Como argumentaba Ludwig von Mises: “la libertad de emisión de billetes habría limitado considerablemente su uso, si es que no lo hubiera suprimido. Más aún, si se permitiera esa competencia abierta en los instrumentos monetarios, se habría alejado ella misma de generar la creciente marea de deuda “pública”.

La correlación entre banca central y moneda fiduciaria por un lado y deuda del gobierno federal por el otro tal vez sea indirecta a primera vista.

En Wall Street, Banks, and American Foreign Policy, Murray Rothbard observaba que ambas ramas de la clase bancaria (las variantes comercial y de inversión) tienen un “interés propio en promover déficits y en obligar a los contribuyentes a redimir deuda pública”. El primer grupo, protegido de la competencia por regulaciones arbitrarias y el aumento de la oferta monetaria a voluntad mediante su préstamo, está evidentemente deseoso (y en necesidad) de que el gobierno lo subsidie. También los bancos de inversiones están situados especialmente para beneficiarse de la proliferación de deuda pública, financiando el gasto pródigo del estado a través de la compra de bonos del tesoro.

Libre de las restricciones estructurales para pedir préstamos establecidas por las evaluaciones de riesgos en el mercado libre, el estado total puede acumular deuda sin límite mediante apelaciones a dinero recién creado de su banco central. Repito que los nuevos dólares no se transfieren sencillamente al creciente estado en el acto flagrante de añadirlos al tesoro, sino que se trasladan para beneficiar al gobierno mediante la política de “mercado abierto” de la Reserva Federal. Es a través de esta política (en la que la supuestamente “independiente” Fed entra en el mercado financiero como compradora) como se compran (principalmente por bancos de inversión) las obligaciones deudoras del estado con el fin de subvencionar un estado progresivamente omnipresente. Por tanto, no deberíamos considerar como un accidente al “riesgo moral” creado en la estructura de la economía financiera a cualquier nivel.

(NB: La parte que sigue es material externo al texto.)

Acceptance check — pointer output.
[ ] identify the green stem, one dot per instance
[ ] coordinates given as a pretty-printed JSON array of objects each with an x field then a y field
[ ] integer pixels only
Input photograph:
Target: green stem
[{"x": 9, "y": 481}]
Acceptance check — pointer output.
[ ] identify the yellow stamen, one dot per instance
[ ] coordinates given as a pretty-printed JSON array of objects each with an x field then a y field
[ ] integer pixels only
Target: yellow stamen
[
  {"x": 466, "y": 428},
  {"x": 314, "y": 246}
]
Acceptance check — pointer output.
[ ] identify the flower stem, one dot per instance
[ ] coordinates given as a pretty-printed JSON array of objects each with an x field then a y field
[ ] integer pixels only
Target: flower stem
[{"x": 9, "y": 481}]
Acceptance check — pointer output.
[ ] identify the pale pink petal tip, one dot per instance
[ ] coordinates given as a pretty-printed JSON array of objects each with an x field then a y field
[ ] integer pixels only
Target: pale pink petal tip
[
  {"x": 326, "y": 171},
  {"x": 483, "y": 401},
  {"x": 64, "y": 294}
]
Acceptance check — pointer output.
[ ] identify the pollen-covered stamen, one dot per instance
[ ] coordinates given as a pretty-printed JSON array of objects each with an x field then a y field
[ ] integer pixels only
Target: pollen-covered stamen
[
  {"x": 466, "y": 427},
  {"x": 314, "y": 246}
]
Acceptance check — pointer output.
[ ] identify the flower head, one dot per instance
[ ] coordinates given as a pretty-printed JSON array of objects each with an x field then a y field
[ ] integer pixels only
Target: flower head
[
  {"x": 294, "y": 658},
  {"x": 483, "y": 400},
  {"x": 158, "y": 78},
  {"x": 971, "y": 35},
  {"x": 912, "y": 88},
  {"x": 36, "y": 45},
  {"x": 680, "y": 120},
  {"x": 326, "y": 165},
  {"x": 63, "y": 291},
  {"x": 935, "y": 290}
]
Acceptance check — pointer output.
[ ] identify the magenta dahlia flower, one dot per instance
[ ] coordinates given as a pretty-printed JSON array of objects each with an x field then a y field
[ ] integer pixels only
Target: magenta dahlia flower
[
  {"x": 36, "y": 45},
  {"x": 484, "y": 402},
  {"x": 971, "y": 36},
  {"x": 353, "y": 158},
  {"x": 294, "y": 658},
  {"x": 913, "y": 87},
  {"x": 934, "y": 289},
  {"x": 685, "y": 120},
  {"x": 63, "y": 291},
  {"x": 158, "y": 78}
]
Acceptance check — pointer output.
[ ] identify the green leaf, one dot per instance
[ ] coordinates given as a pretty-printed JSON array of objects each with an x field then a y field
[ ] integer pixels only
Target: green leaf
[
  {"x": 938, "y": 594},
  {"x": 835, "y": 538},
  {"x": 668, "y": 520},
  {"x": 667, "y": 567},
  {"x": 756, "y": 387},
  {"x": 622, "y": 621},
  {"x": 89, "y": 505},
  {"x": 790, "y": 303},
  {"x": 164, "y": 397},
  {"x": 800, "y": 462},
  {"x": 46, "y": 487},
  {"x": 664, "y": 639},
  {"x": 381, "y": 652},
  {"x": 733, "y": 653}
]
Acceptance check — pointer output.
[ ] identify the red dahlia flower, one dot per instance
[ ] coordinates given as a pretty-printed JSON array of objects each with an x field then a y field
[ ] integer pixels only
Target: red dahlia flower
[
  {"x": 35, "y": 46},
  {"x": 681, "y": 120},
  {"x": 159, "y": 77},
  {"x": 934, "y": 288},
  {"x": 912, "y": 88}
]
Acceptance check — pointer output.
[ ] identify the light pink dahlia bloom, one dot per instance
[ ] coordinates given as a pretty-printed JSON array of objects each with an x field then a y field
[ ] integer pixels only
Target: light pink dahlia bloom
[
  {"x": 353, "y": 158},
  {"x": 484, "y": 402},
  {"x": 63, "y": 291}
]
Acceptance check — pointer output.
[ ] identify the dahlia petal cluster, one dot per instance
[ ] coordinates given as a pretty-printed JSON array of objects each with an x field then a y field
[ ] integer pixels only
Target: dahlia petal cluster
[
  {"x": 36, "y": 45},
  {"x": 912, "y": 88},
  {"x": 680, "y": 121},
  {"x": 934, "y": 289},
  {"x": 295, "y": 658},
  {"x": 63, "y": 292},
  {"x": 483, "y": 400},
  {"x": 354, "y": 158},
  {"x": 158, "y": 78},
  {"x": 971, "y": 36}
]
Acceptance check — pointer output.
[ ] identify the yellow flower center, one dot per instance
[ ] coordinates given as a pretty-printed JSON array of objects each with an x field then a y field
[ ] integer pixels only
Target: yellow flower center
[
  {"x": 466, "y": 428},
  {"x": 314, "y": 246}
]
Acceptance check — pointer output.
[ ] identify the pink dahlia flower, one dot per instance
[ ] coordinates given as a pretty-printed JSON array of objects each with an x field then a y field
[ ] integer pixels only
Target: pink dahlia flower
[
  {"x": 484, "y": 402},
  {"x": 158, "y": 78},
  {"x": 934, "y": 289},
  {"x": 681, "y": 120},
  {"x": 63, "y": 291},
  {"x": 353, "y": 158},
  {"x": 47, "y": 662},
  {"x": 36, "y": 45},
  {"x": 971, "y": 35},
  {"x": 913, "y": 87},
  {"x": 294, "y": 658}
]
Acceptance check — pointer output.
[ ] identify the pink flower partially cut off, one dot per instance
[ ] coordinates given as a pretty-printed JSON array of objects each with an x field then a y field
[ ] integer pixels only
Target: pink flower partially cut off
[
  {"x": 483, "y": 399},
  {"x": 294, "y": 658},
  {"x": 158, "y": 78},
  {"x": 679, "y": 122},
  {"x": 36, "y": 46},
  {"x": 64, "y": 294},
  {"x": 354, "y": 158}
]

Los plutócratas de la clase bancaria están bastante contentos de beneficiarse prestando dinero creado de la nada, protegidos como están de la consecuencias de hacerlo en un mercado verdaderamente libre. La competencia abierta entre bancos, frente al sistema cartelizado de la Reserva Federal, desanimaría a los bancos a sobreextenderse, a, como escribió Rothbard, “crear dinero literalmente de la nada”.

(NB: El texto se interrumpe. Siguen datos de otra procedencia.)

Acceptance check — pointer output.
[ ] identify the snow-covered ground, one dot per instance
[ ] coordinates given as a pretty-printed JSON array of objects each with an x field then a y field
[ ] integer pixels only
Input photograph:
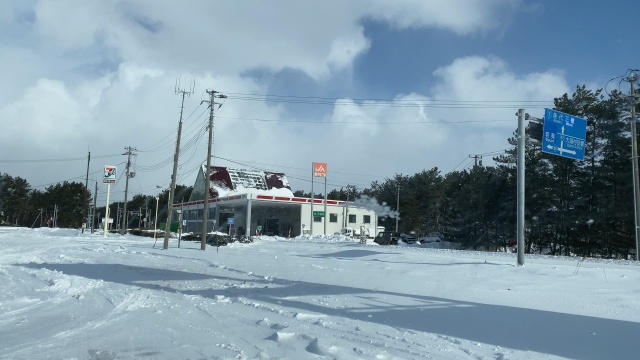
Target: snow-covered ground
[{"x": 67, "y": 295}]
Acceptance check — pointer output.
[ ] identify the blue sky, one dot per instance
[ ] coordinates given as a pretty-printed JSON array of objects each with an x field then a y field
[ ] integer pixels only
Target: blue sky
[{"x": 100, "y": 76}]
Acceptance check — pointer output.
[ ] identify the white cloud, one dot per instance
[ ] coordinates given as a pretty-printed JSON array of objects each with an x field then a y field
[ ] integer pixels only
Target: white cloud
[
  {"x": 103, "y": 75},
  {"x": 489, "y": 82},
  {"x": 462, "y": 17}
]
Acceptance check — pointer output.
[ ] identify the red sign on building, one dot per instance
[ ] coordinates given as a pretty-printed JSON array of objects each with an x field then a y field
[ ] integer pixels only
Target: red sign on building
[{"x": 319, "y": 169}]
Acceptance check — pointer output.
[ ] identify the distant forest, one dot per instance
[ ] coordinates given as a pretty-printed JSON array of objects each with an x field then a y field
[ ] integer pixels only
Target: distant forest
[{"x": 577, "y": 208}]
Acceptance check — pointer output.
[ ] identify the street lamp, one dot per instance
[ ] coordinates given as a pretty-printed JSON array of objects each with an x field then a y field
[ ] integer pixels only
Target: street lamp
[
  {"x": 155, "y": 223},
  {"x": 179, "y": 211}
]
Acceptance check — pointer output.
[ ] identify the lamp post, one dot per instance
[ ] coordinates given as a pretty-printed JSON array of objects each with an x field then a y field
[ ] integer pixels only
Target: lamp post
[{"x": 155, "y": 221}]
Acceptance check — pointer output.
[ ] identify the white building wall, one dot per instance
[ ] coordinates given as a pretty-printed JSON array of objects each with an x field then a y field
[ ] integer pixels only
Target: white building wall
[{"x": 341, "y": 216}]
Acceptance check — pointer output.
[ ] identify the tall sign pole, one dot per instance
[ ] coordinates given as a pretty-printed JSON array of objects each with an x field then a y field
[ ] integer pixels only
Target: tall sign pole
[
  {"x": 109, "y": 178},
  {"x": 324, "y": 219},
  {"x": 207, "y": 173},
  {"x": 634, "y": 160},
  {"x": 313, "y": 175},
  {"x": 320, "y": 170},
  {"x": 520, "y": 187}
]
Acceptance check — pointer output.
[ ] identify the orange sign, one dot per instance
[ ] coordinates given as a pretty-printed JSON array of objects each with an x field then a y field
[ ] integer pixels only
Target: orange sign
[{"x": 319, "y": 169}]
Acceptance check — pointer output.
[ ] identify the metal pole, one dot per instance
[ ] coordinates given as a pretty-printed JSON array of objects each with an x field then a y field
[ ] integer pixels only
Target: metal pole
[
  {"x": 106, "y": 211},
  {"x": 207, "y": 175},
  {"x": 312, "y": 197},
  {"x": 324, "y": 219},
  {"x": 634, "y": 159},
  {"x": 397, "y": 206},
  {"x": 167, "y": 229},
  {"x": 123, "y": 228},
  {"x": 86, "y": 191},
  {"x": 155, "y": 222},
  {"x": 520, "y": 188},
  {"x": 95, "y": 199}
]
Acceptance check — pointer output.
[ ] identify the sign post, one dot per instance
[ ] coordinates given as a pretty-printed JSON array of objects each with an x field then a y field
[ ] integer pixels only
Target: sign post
[
  {"x": 320, "y": 170},
  {"x": 109, "y": 178},
  {"x": 564, "y": 135}
]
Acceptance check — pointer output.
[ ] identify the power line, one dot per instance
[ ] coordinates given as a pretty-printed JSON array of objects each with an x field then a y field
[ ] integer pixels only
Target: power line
[
  {"x": 377, "y": 102},
  {"x": 57, "y": 160},
  {"x": 365, "y": 122}
]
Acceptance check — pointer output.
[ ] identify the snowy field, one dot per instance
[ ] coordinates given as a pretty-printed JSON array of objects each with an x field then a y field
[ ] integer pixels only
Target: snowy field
[{"x": 67, "y": 295}]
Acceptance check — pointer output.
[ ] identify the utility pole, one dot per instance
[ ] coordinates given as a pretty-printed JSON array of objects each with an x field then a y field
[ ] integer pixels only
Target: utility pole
[
  {"x": 93, "y": 216},
  {"x": 167, "y": 229},
  {"x": 128, "y": 175},
  {"x": 207, "y": 173},
  {"x": 85, "y": 212},
  {"x": 398, "y": 206},
  {"x": 520, "y": 186},
  {"x": 634, "y": 160}
]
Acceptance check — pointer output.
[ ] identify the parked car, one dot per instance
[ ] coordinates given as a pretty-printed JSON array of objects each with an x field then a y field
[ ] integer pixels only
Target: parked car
[
  {"x": 431, "y": 238},
  {"x": 387, "y": 238},
  {"x": 409, "y": 238}
]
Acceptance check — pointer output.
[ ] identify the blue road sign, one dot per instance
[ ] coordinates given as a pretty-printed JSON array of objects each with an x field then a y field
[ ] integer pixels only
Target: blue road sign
[{"x": 564, "y": 134}]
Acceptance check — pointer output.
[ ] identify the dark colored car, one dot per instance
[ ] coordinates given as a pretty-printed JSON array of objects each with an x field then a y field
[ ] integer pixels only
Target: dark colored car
[
  {"x": 408, "y": 238},
  {"x": 387, "y": 238}
]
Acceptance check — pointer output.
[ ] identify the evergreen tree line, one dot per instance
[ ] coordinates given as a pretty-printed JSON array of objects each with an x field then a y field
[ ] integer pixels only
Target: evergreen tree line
[{"x": 582, "y": 208}]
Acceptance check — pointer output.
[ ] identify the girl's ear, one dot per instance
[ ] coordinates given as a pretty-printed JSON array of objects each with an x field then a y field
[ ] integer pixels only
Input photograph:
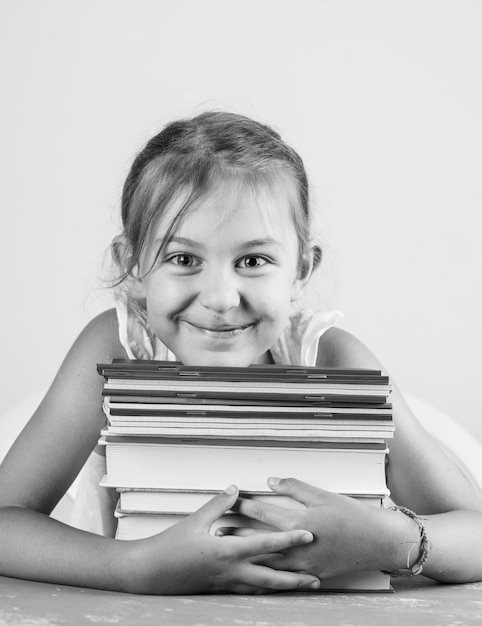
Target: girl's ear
[
  {"x": 136, "y": 287},
  {"x": 308, "y": 264}
]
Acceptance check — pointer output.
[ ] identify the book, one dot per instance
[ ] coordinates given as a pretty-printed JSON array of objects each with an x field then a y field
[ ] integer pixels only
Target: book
[
  {"x": 135, "y": 501},
  {"x": 176, "y": 435},
  {"x": 169, "y": 463}
]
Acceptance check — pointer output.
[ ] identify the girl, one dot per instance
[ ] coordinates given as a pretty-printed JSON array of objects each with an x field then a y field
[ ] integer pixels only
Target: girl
[{"x": 214, "y": 253}]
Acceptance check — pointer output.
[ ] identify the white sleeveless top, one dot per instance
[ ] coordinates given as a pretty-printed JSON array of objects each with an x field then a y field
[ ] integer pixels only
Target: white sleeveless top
[{"x": 298, "y": 345}]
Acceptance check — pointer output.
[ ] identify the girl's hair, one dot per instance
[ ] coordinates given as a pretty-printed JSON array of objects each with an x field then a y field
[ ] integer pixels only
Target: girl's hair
[{"x": 193, "y": 156}]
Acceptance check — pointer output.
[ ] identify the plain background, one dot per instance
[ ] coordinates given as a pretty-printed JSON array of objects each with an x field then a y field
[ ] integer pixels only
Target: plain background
[{"x": 382, "y": 98}]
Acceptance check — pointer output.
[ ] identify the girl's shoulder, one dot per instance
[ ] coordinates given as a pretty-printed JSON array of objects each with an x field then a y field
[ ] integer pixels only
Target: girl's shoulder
[
  {"x": 339, "y": 348},
  {"x": 101, "y": 336}
]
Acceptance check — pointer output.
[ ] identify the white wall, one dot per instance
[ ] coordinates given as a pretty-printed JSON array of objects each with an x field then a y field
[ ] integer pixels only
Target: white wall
[{"x": 382, "y": 99}]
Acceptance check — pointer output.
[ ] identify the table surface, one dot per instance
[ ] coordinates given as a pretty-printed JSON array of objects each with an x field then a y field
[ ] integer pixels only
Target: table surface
[{"x": 416, "y": 600}]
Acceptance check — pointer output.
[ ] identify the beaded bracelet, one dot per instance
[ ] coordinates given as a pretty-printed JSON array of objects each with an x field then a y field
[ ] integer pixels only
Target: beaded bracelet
[{"x": 425, "y": 547}]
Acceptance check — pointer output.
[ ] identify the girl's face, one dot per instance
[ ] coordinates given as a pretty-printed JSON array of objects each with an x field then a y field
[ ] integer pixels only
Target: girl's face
[{"x": 220, "y": 292}]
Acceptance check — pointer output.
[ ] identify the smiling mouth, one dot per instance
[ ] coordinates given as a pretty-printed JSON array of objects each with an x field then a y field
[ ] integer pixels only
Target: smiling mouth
[{"x": 221, "y": 331}]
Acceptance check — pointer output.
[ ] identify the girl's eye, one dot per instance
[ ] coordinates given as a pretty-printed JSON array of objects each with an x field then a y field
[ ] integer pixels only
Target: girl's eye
[
  {"x": 252, "y": 262},
  {"x": 184, "y": 260}
]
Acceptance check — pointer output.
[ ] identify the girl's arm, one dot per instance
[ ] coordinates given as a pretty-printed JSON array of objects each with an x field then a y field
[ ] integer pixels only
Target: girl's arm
[
  {"x": 351, "y": 536},
  {"x": 44, "y": 461}
]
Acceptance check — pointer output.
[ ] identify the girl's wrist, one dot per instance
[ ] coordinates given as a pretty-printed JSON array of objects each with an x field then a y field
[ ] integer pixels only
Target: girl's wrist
[{"x": 405, "y": 542}]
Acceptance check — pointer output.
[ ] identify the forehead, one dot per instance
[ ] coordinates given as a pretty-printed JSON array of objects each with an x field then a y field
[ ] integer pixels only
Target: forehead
[{"x": 235, "y": 208}]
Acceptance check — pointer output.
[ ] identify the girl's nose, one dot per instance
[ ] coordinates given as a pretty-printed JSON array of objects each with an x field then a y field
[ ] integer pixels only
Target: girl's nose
[{"x": 219, "y": 292}]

Pero como no hay coste para lo bancos para prestar “este dinero mágico”, que no se ha acumulado mediante el ahorro de nadie, los beneficios acumulados mediante sus intereses lo hacen a expensas de quienes Rothbard llamaba los “paganos de la inflción”. En The Organization of Debt into Currency, Charles Holt Carroll se burlaba de forma similar de la expansión del crédito bancario bajo el principio de que creaba “precio sin valor”, una indicación de la clásica teoría del valor trabajo que suscribía Carroll.Por supuesto, uno no tiene que acceder a la teoría del valor de los clásicos para entender y explicar los problemas morales de otorgar a muy pocos el privilegio de ser esencialmente alquimistas, transformando la nada en dinero. El proceso ha permitido una casta gobernante de élites bancarias, entremezclada y revuelta con el estado, no solo para patrocinar una deuda desbocada sino para prosperar mediante la falsificación de moneda, mediante la privación a la gente del valor de sus dólares.

Como consecuencia de la crisis de la deuda alimentada por la inflación en Estados Unidos, somos ahora testigos de un “estado de dependencia financiera desconocido por generaciones anteriores”.[2] El decreciente poder adquisitivo bajo la inflación elimina cualquier incentivo para ahorrar y por tanto estimula la acumulación de deuda privada, un hecho que solo sirve para fortalecer el estado de bienestar mientras perjudica a la familia y a otras instituciones sociales pacíficas.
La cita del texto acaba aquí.